Surf the web and you’re going to find various types of commentary about Maruto. A writeup in particular amused me, that which starts with the reviewer’s enthusiasm for Toshimaru Nakamura’s “extreme frequencies” (as opposed to a supposed difficult acceptance by lots of people) followed by a nonchalant disclosure of the same writer’s damaged hearing. As illogical as this might appear – aural impairment and music analysis shouldn’t coexist in an ideal world – there’s a nucleus of seriousness in such a concept. Nakamura stands among the few sound artists I know of who is able to immediately get to the point through his work, entirely based on the handling of tones and noises born from a no-input mixing board. There’s no denying that the ensuing sonorities do affect a listener’s physical setting; occasionally, this might cause a psychological impact with unpredictable consequences. Maybe even catching something that in actuality does not exist, who knows.
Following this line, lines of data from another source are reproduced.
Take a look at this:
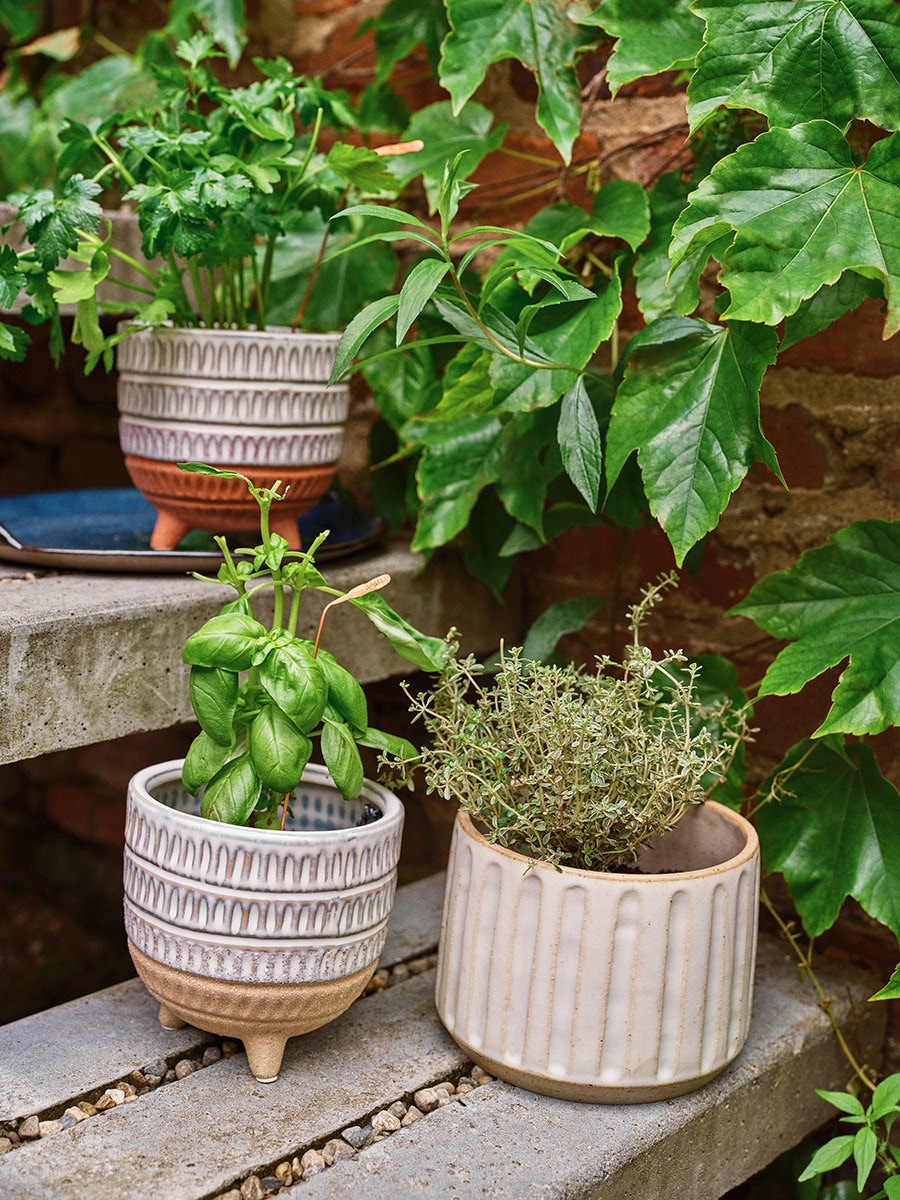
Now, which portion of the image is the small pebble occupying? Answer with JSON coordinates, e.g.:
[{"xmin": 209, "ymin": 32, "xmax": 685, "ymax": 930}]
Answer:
[
  {"xmin": 0, "ymin": 1139, "xmax": 11, "ymax": 1155},
  {"xmin": 5, "ymin": 1131, "xmax": 20, "ymax": 1146},
  {"xmin": 407, "ymin": 956, "xmax": 434, "ymax": 975},
  {"xmin": 18, "ymin": 1117, "xmax": 39, "ymax": 1140},
  {"xmin": 38, "ymin": 1121, "xmax": 62, "ymax": 1138},
  {"xmin": 433, "ymin": 1081, "xmax": 455, "ymax": 1096},
  {"xmin": 240, "ymin": 1177, "xmax": 265, "ymax": 1200},
  {"xmin": 388, "ymin": 1100, "xmax": 408, "ymax": 1119},
  {"xmin": 456, "ymin": 1082, "xmax": 475, "ymax": 1096},
  {"xmin": 471, "ymin": 1065, "xmax": 494, "ymax": 1084},
  {"xmin": 300, "ymin": 1148, "xmax": 326, "ymax": 1179},
  {"xmin": 390, "ymin": 963, "xmax": 410, "ymax": 982},
  {"xmin": 372, "ymin": 1110, "xmax": 401, "ymax": 1134},
  {"xmin": 290, "ymin": 1157, "xmax": 303, "ymax": 1182},
  {"xmin": 128, "ymin": 1070, "xmax": 148, "ymax": 1089},
  {"xmin": 57, "ymin": 1114, "xmax": 78, "ymax": 1131},
  {"xmin": 322, "ymin": 1138, "xmax": 356, "ymax": 1165},
  {"xmin": 274, "ymin": 1162, "xmax": 292, "ymax": 1183},
  {"xmin": 341, "ymin": 1125, "xmax": 368, "ymax": 1150},
  {"xmin": 365, "ymin": 969, "xmax": 390, "ymax": 993},
  {"xmin": 174, "ymin": 1059, "xmax": 197, "ymax": 1079},
  {"xmin": 259, "ymin": 1177, "xmax": 282, "ymax": 1195},
  {"xmin": 456, "ymin": 1076, "xmax": 476, "ymax": 1090},
  {"xmin": 142, "ymin": 1060, "xmax": 167, "ymax": 1079},
  {"xmin": 164, "ymin": 1069, "xmax": 176, "ymax": 1083},
  {"xmin": 213, "ymin": 1191, "xmax": 241, "ymax": 1200},
  {"xmin": 77, "ymin": 1102, "xmax": 97, "ymax": 1117},
  {"xmin": 116, "ymin": 1081, "xmax": 136, "ymax": 1097},
  {"xmin": 202, "ymin": 1045, "xmax": 223, "ymax": 1066},
  {"xmin": 364, "ymin": 1130, "xmax": 390, "ymax": 1147},
  {"xmin": 401, "ymin": 1106, "xmax": 424, "ymax": 1127},
  {"xmin": 63, "ymin": 1107, "xmax": 88, "ymax": 1124},
  {"xmin": 412, "ymin": 1087, "xmax": 443, "ymax": 1113}
]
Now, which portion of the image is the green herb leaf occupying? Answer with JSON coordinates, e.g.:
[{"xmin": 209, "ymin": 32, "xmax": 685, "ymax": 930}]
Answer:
[
  {"xmin": 321, "ymin": 717, "xmax": 364, "ymax": 801},
  {"xmin": 356, "ymin": 726, "xmax": 417, "ymax": 761},
  {"xmin": 439, "ymin": 0, "xmax": 584, "ymax": 163},
  {"xmin": 671, "ymin": 123, "xmax": 900, "ymax": 336},
  {"xmin": 731, "ymin": 521, "xmax": 900, "ymax": 735},
  {"xmin": 853, "ymin": 1127, "xmax": 878, "ymax": 1194},
  {"xmin": 258, "ymin": 642, "xmax": 328, "ymax": 732},
  {"xmin": 189, "ymin": 665, "xmax": 239, "ymax": 746},
  {"xmin": 870, "ymin": 1075, "xmax": 900, "ymax": 1120},
  {"xmin": 397, "ymin": 258, "xmax": 451, "ymax": 343},
  {"xmin": 798, "ymin": 1135, "xmax": 856, "ymax": 1181},
  {"xmin": 557, "ymin": 377, "xmax": 602, "ymax": 509},
  {"xmin": 182, "ymin": 730, "xmax": 234, "ymax": 794},
  {"xmin": 688, "ymin": 0, "xmax": 900, "ymax": 132},
  {"xmin": 182, "ymin": 612, "xmax": 267, "ymax": 671},
  {"xmin": 871, "ymin": 965, "xmax": 900, "ymax": 1001},
  {"xmin": 606, "ymin": 317, "xmax": 780, "ymax": 565},
  {"xmin": 317, "ymin": 649, "xmax": 369, "ymax": 733},
  {"xmin": 201, "ymin": 754, "xmax": 261, "ymax": 825},
  {"xmin": 249, "ymin": 703, "xmax": 313, "ymax": 793},
  {"xmin": 329, "ymin": 294, "xmax": 401, "ymax": 382},
  {"xmin": 350, "ymin": 593, "xmax": 450, "ymax": 673},
  {"xmin": 756, "ymin": 739, "xmax": 900, "ymax": 939},
  {"xmin": 816, "ymin": 1089, "xmax": 867, "ymax": 1117}
]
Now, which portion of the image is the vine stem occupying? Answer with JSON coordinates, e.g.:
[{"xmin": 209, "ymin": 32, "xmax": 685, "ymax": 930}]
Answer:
[{"xmin": 760, "ymin": 886, "xmax": 878, "ymax": 1092}]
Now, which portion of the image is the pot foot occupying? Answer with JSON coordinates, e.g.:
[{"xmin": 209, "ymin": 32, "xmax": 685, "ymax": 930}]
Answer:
[
  {"xmin": 158, "ymin": 1003, "xmax": 187, "ymax": 1030},
  {"xmin": 150, "ymin": 511, "xmax": 193, "ymax": 551},
  {"xmin": 243, "ymin": 1034, "xmax": 288, "ymax": 1083}
]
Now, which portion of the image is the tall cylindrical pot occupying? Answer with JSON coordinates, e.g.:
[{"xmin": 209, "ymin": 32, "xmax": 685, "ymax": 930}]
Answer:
[{"xmin": 435, "ymin": 801, "xmax": 759, "ymax": 1102}]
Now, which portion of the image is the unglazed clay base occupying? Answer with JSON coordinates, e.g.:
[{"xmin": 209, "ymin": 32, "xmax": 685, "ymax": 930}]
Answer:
[{"xmin": 129, "ymin": 942, "xmax": 374, "ymax": 1082}]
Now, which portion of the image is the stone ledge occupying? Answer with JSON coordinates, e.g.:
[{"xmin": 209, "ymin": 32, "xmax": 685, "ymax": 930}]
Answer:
[
  {"xmin": 0, "ymin": 542, "xmax": 521, "ymax": 765},
  {"xmin": 0, "ymin": 874, "xmax": 885, "ymax": 1200}
]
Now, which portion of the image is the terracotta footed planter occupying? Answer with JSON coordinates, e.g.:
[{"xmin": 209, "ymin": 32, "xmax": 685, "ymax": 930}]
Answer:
[
  {"xmin": 124, "ymin": 759, "xmax": 403, "ymax": 1082},
  {"xmin": 115, "ymin": 325, "xmax": 349, "ymax": 551},
  {"xmin": 436, "ymin": 802, "xmax": 759, "ymax": 1103}
]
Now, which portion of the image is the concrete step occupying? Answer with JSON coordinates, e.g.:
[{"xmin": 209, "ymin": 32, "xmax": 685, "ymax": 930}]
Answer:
[{"xmin": 0, "ymin": 873, "xmax": 885, "ymax": 1200}]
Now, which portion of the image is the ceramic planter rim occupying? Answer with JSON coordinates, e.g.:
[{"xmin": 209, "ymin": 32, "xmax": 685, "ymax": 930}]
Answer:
[
  {"xmin": 454, "ymin": 799, "xmax": 758, "ymax": 882},
  {"xmin": 117, "ymin": 321, "xmax": 342, "ymax": 344},
  {"xmin": 130, "ymin": 758, "xmax": 403, "ymax": 843}
]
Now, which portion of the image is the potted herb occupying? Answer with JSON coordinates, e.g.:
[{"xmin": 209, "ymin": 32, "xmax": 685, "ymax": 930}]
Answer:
[
  {"xmin": 123, "ymin": 463, "xmax": 446, "ymax": 1082},
  {"xmin": 0, "ymin": 31, "xmax": 420, "ymax": 549},
  {"xmin": 387, "ymin": 577, "xmax": 758, "ymax": 1102}
]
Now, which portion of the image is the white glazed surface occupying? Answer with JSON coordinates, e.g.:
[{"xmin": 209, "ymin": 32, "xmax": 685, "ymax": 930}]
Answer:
[
  {"xmin": 117, "ymin": 416, "xmax": 345, "ymax": 467},
  {"xmin": 116, "ymin": 377, "xmax": 350, "ymax": 426},
  {"xmin": 124, "ymin": 761, "xmax": 403, "ymax": 984},
  {"xmin": 435, "ymin": 803, "xmax": 760, "ymax": 1098},
  {"xmin": 116, "ymin": 325, "xmax": 342, "ymax": 383}
]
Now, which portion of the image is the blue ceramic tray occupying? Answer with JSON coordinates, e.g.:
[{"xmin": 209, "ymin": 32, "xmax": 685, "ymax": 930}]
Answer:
[{"xmin": 0, "ymin": 488, "xmax": 384, "ymax": 573}]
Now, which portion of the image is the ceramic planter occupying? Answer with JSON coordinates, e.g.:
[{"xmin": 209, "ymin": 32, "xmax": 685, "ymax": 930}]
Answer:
[
  {"xmin": 124, "ymin": 759, "xmax": 403, "ymax": 1082},
  {"xmin": 115, "ymin": 325, "xmax": 349, "ymax": 550},
  {"xmin": 436, "ymin": 801, "xmax": 759, "ymax": 1103}
]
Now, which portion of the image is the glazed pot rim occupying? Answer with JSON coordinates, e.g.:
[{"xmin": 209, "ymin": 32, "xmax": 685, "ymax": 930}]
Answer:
[
  {"xmin": 128, "ymin": 758, "xmax": 403, "ymax": 841},
  {"xmin": 117, "ymin": 321, "xmax": 342, "ymax": 343},
  {"xmin": 455, "ymin": 799, "xmax": 758, "ymax": 881}
]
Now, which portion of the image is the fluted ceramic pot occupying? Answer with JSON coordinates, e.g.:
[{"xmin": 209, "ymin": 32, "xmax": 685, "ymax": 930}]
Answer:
[
  {"xmin": 436, "ymin": 802, "xmax": 759, "ymax": 1103},
  {"xmin": 115, "ymin": 325, "xmax": 349, "ymax": 550},
  {"xmin": 124, "ymin": 759, "xmax": 403, "ymax": 1082}
]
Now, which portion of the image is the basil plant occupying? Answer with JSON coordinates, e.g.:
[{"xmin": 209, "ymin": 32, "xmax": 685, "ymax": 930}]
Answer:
[{"xmin": 179, "ymin": 464, "xmax": 446, "ymax": 828}]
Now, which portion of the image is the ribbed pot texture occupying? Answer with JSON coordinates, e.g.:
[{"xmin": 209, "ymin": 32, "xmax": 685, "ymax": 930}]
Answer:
[
  {"xmin": 435, "ymin": 802, "xmax": 760, "ymax": 1103},
  {"xmin": 124, "ymin": 759, "xmax": 404, "ymax": 1081},
  {"xmin": 115, "ymin": 325, "xmax": 349, "ymax": 550}
]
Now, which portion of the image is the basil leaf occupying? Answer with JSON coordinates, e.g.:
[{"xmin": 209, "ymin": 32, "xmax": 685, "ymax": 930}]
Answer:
[
  {"xmin": 249, "ymin": 703, "xmax": 314, "ymax": 793},
  {"xmin": 182, "ymin": 730, "xmax": 234, "ymax": 794},
  {"xmin": 318, "ymin": 649, "xmax": 368, "ymax": 733},
  {"xmin": 321, "ymin": 717, "xmax": 364, "ymax": 801},
  {"xmin": 189, "ymin": 664, "xmax": 238, "ymax": 745},
  {"xmin": 183, "ymin": 612, "xmax": 267, "ymax": 670},
  {"xmin": 200, "ymin": 754, "xmax": 261, "ymax": 825},
  {"xmin": 258, "ymin": 641, "xmax": 328, "ymax": 732}
]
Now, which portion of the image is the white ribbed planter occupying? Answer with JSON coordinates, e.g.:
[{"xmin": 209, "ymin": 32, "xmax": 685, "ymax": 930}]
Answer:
[
  {"xmin": 115, "ymin": 325, "xmax": 350, "ymax": 550},
  {"xmin": 436, "ymin": 802, "xmax": 759, "ymax": 1103},
  {"xmin": 124, "ymin": 759, "xmax": 403, "ymax": 1082}
]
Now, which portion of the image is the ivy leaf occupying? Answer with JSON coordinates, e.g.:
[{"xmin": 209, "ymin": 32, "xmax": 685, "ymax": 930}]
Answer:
[
  {"xmin": 440, "ymin": 0, "xmax": 584, "ymax": 163},
  {"xmin": 670, "ymin": 123, "xmax": 900, "ymax": 336},
  {"xmin": 579, "ymin": 0, "xmax": 705, "ymax": 95},
  {"xmin": 411, "ymin": 412, "xmax": 506, "ymax": 551},
  {"xmin": 368, "ymin": 0, "xmax": 450, "ymax": 82},
  {"xmin": 730, "ymin": 521, "xmax": 900, "ymax": 735},
  {"xmin": 688, "ymin": 0, "xmax": 900, "ymax": 132},
  {"xmin": 495, "ymin": 407, "xmax": 561, "ymax": 535},
  {"xmin": 606, "ymin": 316, "xmax": 780, "ymax": 565},
  {"xmin": 756, "ymin": 739, "xmax": 900, "ymax": 939},
  {"xmin": 781, "ymin": 272, "xmax": 884, "ymax": 351},
  {"xmin": 558, "ymin": 377, "xmax": 602, "ymax": 509},
  {"xmin": 390, "ymin": 101, "xmax": 506, "ymax": 213}
]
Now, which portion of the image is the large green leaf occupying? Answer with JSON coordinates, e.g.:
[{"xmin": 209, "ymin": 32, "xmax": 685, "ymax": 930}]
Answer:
[
  {"xmin": 730, "ymin": 520, "xmax": 900, "ymax": 735},
  {"xmin": 411, "ymin": 412, "xmax": 506, "ymax": 551},
  {"xmin": 369, "ymin": 0, "xmax": 450, "ymax": 81},
  {"xmin": 390, "ymin": 101, "xmax": 506, "ymax": 213},
  {"xmin": 580, "ymin": 0, "xmax": 705, "ymax": 95},
  {"xmin": 781, "ymin": 272, "xmax": 884, "ymax": 351},
  {"xmin": 349, "ymin": 593, "xmax": 449, "ymax": 673},
  {"xmin": 249, "ymin": 704, "xmax": 313, "ymax": 794},
  {"xmin": 756, "ymin": 739, "xmax": 900, "ymax": 939},
  {"xmin": 606, "ymin": 316, "xmax": 780, "ymax": 564},
  {"xmin": 440, "ymin": 0, "xmax": 584, "ymax": 163},
  {"xmin": 558, "ymin": 377, "xmax": 602, "ymax": 509},
  {"xmin": 688, "ymin": 0, "xmax": 900, "ymax": 132},
  {"xmin": 671, "ymin": 123, "xmax": 900, "ymax": 336},
  {"xmin": 258, "ymin": 642, "xmax": 328, "ymax": 733}
]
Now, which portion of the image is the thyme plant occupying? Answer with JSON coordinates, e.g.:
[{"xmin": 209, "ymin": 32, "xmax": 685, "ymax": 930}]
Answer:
[{"xmin": 391, "ymin": 578, "xmax": 750, "ymax": 871}]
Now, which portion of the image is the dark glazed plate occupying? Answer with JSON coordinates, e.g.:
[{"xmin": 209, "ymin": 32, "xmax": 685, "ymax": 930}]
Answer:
[{"xmin": 0, "ymin": 488, "xmax": 385, "ymax": 573}]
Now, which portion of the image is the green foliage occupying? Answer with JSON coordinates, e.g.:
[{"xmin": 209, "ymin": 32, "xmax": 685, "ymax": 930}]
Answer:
[
  {"xmin": 387, "ymin": 578, "xmax": 751, "ymax": 870},
  {"xmin": 177, "ymin": 463, "xmax": 444, "ymax": 826},
  {"xmin": 800, "ymin": 1077, "xmax": 900, "ymax": 1197}
]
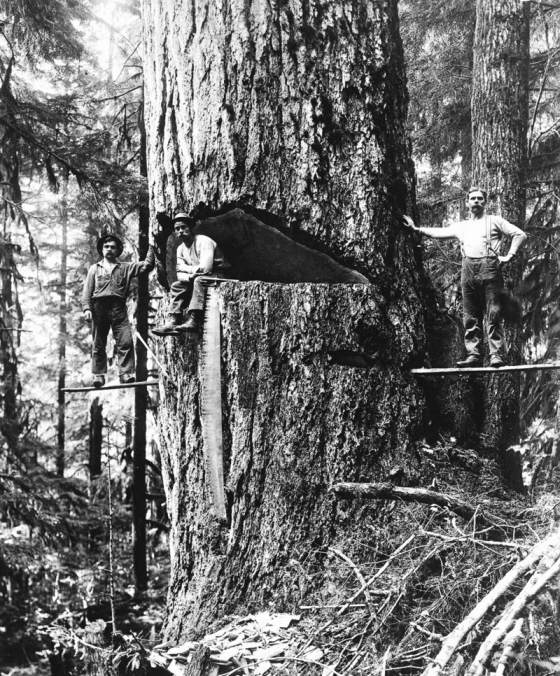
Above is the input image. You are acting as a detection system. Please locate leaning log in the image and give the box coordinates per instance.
[331,481,490,524]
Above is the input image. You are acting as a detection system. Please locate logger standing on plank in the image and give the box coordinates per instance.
[404,187,527,368]
[152,213,231,336]
[82,234,154,388]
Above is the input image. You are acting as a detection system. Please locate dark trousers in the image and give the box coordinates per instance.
[91,297,135,375]
[461,257,504,358]
[169,272,226,316]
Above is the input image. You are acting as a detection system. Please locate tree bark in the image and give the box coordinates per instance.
[156,283,425,635]
[471,0,530,455]
[132,92,149,593]
[89,397,104,482]
[142,0,429,640]
[0,60,24,459]
[56,169,69,477]
[88,396,104,550]
[142,0,421,286]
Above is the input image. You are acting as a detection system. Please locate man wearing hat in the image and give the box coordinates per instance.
[152,213,231,336]
[82,234,154,387]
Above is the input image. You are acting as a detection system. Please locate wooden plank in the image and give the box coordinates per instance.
[411,363,560,375]
[62,380,160,392]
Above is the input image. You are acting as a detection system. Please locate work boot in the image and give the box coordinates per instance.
[92,375,105,388]
[490,355,506,368]
[177,311,203,333]
[120,374,135,384]
[456,356,482,368]
[152,315,182,336]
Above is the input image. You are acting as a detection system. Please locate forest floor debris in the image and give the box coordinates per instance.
[143,481,560,676]
[149,612,314,675]
[45,442,560,676]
Here’s how it works. Each being responds to subliminal impulses in individual and often aleatory ways, however there is a modicum of certainty in this area. One of them is that subsonic lows at consistent volume inevitably produce (in a sensible human aerial) a sense of half-clogged throbbing of the auricular membranes and a firm clutch on the skull’s back side, in turn putting the recipient in a state of partial immobility of their intellectual action. My long-time life companion – by now used, throughout 23 years, to all sorts of auditory torment (including records of much inferior pedigree), abruptly cut off a task of data transcription she was attempting to carry out, politely asking to halt the playback. On the diametric end of the compass, as soon as the higher frequencies materialized this morning, outside the window a group of birds – previously inaudible – started chirping involvedly, seemingly attracted by those capillary waves. My own experience brought the recognition of an impossibility to scan the entire gamut of pitches when listening via speakers, whereas a headphone session (we’re talking Beyerdynamic D 770 Pro, not bargain-priced iPod stuff) introduced a whole new range of presences that, if missed, lessen the record’s apparent worth quite a bit.
Those insidiously subtle nuances highlight the fundamental compositional traits in Maruto, whose formation is not that complex in spite of its protracted conception. The mixer’s hiss, ceaseless. An erratic preamble lasting five minutes or so, then a fixed hum taking command from then, with imperceptibly attenuating power in the final third and a minor variation in pitch, until the conclusion where this low tone – eventually left alone – is escorted by infinitesimal signals that only later reveal themselves to be coming from our ears. Temporary tinnitus, if you will. Over this foundation, all the variations devised by Nakamura – in conformation, colouration and dynamic, from virtually non-existent to penetratingly pragmatical – reinforce the work’s structure. A solid, no-frills set whose core value lies in its starkness, totally devoid of philosophies, immaterial implications and other kinds of verbose gadgetry.
In a word: let the sounds be, let the humans do the otiose talking. Some things never change.